Good on em, and thanks for digging this up!
Here's the same semi-monthly Sub Hunt briefer for an earlier time, Dec, '42:
http://www.scribd.com/doc/33383846/WWII-1942-U-Boat-Monthly-Report-Dec
This one is from a day when things weren't going quite so well.
Again, allow it time to load.
How much stuff these days is "FOUO" in CAP that the public has no idea we are doing? There is a parallel with somethings...I wonder what gems are amid these documents waiting for us to uncover.

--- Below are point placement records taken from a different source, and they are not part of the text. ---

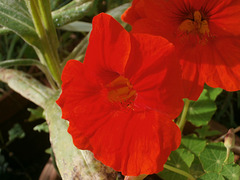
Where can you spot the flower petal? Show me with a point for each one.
(226, 16)
(77, 90)
(108, 49)
(221, 67)
(156, 76)
(130, 142)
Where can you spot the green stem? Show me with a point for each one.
(179, 171)
(183, 119)
(227, 155)
(48, 49)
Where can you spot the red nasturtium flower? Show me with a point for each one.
(121, 101)
(206, 34)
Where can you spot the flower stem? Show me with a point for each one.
(41, 16)
(227, 155)
(183, 119)
(179, 171)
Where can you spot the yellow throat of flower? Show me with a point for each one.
(121, 91)
(197, 25)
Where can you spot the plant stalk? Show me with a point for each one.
(183, 119)
(46, 32)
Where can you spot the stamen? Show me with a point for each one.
(121, 91)
(197, 27)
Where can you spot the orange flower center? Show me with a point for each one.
(121, 91)
(197, 26)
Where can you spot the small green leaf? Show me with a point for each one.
(42, 127)
(35, 113)
(193, 144)
(231, 171)
(196, 168)
(118, 11)
(213, 156)
(212, 175)
(15, 132)
(181, 159)
(213, 92)
(200, 112)
(204, 132)
(15, 16)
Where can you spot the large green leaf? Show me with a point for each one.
(193, 144)
(14, 16)
(181, 159)
(72, 162)
(26, 85)
(213, 156)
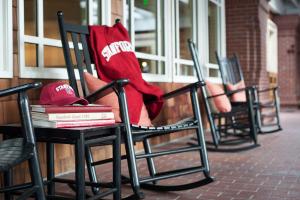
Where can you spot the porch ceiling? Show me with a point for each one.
(285, 7)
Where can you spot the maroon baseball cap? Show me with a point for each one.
(60, 93)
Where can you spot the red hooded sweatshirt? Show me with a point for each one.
(114, 58)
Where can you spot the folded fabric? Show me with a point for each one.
(111, 99)
(114, 58)
(220, 103)
(239, 96)
(59, 93)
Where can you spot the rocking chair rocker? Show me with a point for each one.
(134, 133)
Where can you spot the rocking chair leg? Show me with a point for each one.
(277, 108)
(130, 151)
(91, 169)
(8, 182)
(253, 128)
(150, 161)
(35, 177)
(200, 134)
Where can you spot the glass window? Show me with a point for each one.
(186, 27)
(75, 12)
(214, 27)
(40, 38)
(30, 17)
(185, 24)
(6, 43)
(148, 38)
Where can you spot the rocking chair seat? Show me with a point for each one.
(13, 152)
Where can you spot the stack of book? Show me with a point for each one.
(71, 115)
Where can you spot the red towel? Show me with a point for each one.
(114, 58)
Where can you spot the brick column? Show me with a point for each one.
(246, 27)
(288, 59)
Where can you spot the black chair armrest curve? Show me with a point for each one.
(267, 89)
(20, 88)
(183, 90)
(230, 93)
(107, 89)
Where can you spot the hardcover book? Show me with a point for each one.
(71, 108)
(70, 124)
(72, 116)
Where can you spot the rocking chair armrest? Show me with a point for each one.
(267, 89)
(21, 88)
(107, 89)
(230, 93)
(183, 90)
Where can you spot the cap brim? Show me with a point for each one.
(70, 101)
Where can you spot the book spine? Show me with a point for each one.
(69, 124)
(72, 116)
(84, 123)
(66, 109)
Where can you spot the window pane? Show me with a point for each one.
(213, 73)
(186, 70)
(148, 39)
(97, 12)
(213, 31)
(185, 27)
(75, 11)
(53, 57)
(31, 55)
(152, 66)
(30, 17)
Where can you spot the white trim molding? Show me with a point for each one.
(6, 40)
(41, 41)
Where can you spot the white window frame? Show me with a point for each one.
(42, 72)
(170, 58)
(167, 77)
(177, 60)
(272, 47)
(6, 41)
(222, 36)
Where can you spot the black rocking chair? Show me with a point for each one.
(238, 123)
(133, 133)
(267, 115)
(18, 150)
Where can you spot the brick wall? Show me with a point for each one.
(64, 154)
(246, 27)
(288, 55)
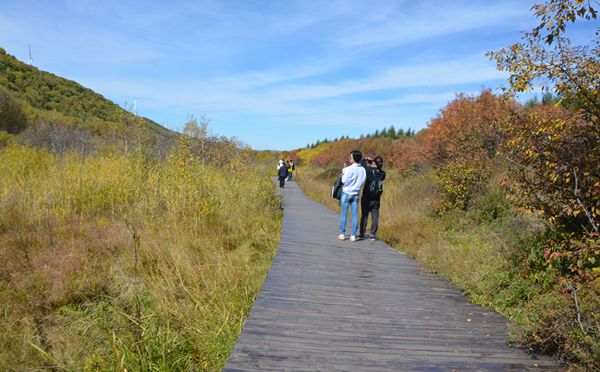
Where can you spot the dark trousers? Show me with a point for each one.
(369, 206)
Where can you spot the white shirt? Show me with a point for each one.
(353, 178)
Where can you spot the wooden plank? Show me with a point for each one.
(339, 305)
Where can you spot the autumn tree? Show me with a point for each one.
(555, 148)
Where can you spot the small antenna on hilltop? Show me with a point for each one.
(30, 58)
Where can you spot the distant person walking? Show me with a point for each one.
(282, 173)
(291, 170)
(353, 178)
(371, 198)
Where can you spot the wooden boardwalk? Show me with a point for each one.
(340, 305)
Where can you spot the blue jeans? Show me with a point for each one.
(352, 202)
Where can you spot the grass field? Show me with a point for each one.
(123, 262)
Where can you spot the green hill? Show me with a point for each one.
(47, 92)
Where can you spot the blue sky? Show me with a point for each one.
(276, 74)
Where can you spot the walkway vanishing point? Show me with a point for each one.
(332, 305)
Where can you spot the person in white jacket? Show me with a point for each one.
(353, 178)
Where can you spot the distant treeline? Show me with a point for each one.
(390, 132)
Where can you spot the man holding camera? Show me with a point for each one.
(371, 198)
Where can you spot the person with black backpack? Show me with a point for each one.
(371, 198)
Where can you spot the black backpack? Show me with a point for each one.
(336, 190)
(376, 186)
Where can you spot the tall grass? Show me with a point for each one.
(125, 262)
(492, 253)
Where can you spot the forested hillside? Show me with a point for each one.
(46, 91)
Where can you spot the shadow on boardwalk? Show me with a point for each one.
(341, 305)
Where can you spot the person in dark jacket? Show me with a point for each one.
(282, 173)
(371, 198)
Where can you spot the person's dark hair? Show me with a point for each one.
(378, 162)
(356, 155)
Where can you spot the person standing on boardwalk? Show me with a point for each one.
(371, 198)
(292, 168)
(353, 178)
(282, 173)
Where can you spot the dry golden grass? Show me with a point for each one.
(124, 262)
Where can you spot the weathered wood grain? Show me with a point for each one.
(339, 305)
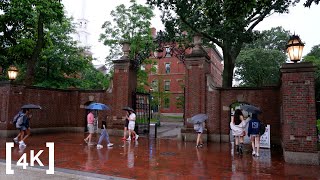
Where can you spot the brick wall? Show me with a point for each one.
(298, 108)
(266, 98)
(60, 108)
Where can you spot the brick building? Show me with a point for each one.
(169, 77)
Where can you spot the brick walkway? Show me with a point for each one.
(161, 159)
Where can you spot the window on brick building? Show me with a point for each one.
(167, 85)
(154, 69)
(154, 85)
(143, 67)
(167, 68)
(168, 52)
(166, 102)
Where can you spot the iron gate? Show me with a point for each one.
(141, 104)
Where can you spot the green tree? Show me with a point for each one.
(259, 62)
(309, 2)
(130, 24)
(22, 24)
(314, 57)
(228, 24)
(63, 64)
(259, 67)
(274, 39)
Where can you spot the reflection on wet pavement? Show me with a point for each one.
(162, 159)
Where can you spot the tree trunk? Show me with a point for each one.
(228, 68)
(31, 63)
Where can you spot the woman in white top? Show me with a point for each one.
(238, 125)
(131, 125)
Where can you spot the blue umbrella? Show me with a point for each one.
(199, 118)
(98, 106)
(251, 109)
(30, 106)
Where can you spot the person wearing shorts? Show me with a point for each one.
(131, 125)
(125, 130)
(199, 129)
(90, 120)
(253, 133)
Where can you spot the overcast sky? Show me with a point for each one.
(300, 20)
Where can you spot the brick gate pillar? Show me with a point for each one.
(197, 66)
(298, 119)
(124, 83)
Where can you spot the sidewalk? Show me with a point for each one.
(152, 159)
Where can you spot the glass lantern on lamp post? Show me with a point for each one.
(294, 48)
(12, 73)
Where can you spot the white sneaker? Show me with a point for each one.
(22, 143)
(253, 153)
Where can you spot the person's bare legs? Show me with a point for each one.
(88, 138)
(257, 143)
(21, 135)
(125, 132)
(253, 145)
(27, 134)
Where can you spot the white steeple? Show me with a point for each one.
(82, 31)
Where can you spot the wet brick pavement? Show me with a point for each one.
(161, 159)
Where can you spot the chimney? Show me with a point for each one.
(153, 32)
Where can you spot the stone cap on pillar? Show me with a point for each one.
(297, 67)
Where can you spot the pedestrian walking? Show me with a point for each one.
(15, 119)
(24, 127)
(125, 129)
(254, 134)
(104, 135)
(90, 120)
(237, 125)
(131, 125)
(199, 130)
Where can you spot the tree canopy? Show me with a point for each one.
(54, 60)
(314, 57)
(130, 24)
(228, 24)
(259, 62)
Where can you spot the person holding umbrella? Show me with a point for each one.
(253, 133)
(131, 125)
(90, 120)
(237, 125)
(198, 125)
(25, 127)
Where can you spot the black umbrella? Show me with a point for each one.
(199, 118)
(127, 108)
(30, 106)
(251, 109)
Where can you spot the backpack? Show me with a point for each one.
(15, 118)
(262, 129)
(19, 120)
(197, 126)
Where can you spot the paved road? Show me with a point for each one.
(32, 173)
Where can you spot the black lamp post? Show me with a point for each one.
(294, 48)
(169, 48)
(12, 73)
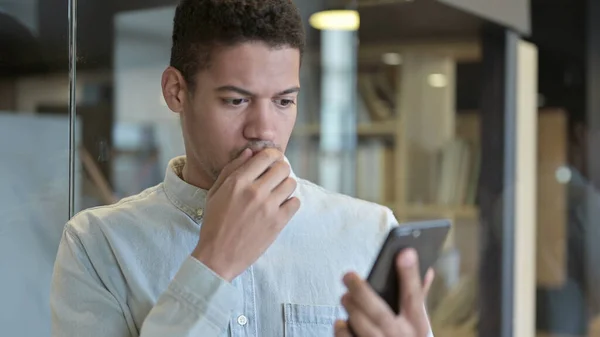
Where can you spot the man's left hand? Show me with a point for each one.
(369, 315)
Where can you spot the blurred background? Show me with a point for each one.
(483, 112)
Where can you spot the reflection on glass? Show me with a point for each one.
(338, 117)
(34, 179)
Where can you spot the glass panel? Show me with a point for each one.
(34, 156)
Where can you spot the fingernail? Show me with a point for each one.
(409, 258)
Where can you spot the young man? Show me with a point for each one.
(231, 243)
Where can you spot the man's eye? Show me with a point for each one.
(284, 102)
(235, 101)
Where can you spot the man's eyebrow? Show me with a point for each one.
(233, 88)
(288, 91)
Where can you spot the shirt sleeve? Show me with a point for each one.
(197, 302)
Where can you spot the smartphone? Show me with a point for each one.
(426, 237)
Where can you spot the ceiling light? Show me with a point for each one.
(437, 80)
(335, 20)
(392, 59)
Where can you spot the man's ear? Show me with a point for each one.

From the marvelous archives of Lt. Col. Mark Hess. From Feb 19 '42 through July 7 '42 these are the ships reported as sunk by U-boats to CAP Base 3
SHIPs name:
S.S. Pan Massachusetts - Republic - W.D. Anderson - Cities Service Empire - SS Leslie - SS Korsholm - La Paz - Ocean Venus
Laertes - Sama - Eclipse - Halsey - Amazone - Java Arrow - Ohioan - Lubrafol - Potrero del Liano - Umtata - plus 4 more unnamed
vessels
Total Lives lost: 155
Total Lives saved: 492
Excuse me. Does this website work for anybody? This Scribd.com? I have tried opening this in IE, Firefox, and now Google Chrome and all I get an utter mess of a webpage. Am I missing a browser add-on?
Quote from: N Harmon on August 20, 2010, 12:10:51 PM
Excuse me. Does this website work for anybody? This Scribd.com? I have tried opening this in IE, Firefox, and now Google Chrome and all I get an utter mess of a webpage. Am I missing a browser add-on?
I just tried, it worked ok with my IE8. Just be patient, it took a good while to load the first page. It looked gibrish before it loaded completely...
^^^^^^^^^^^^^^^^^^^^^^^^^
It was loading slow for me too - but 15 seconds for the first page and 5-10 seconds per page... then 3-5 seconds towards the last half of the download... 180 pages is going to take a bit of time. 10 to 12 minutes should be the loading time. At least it was for me.
Scribd.com takes some load time but these documents are worth the wait.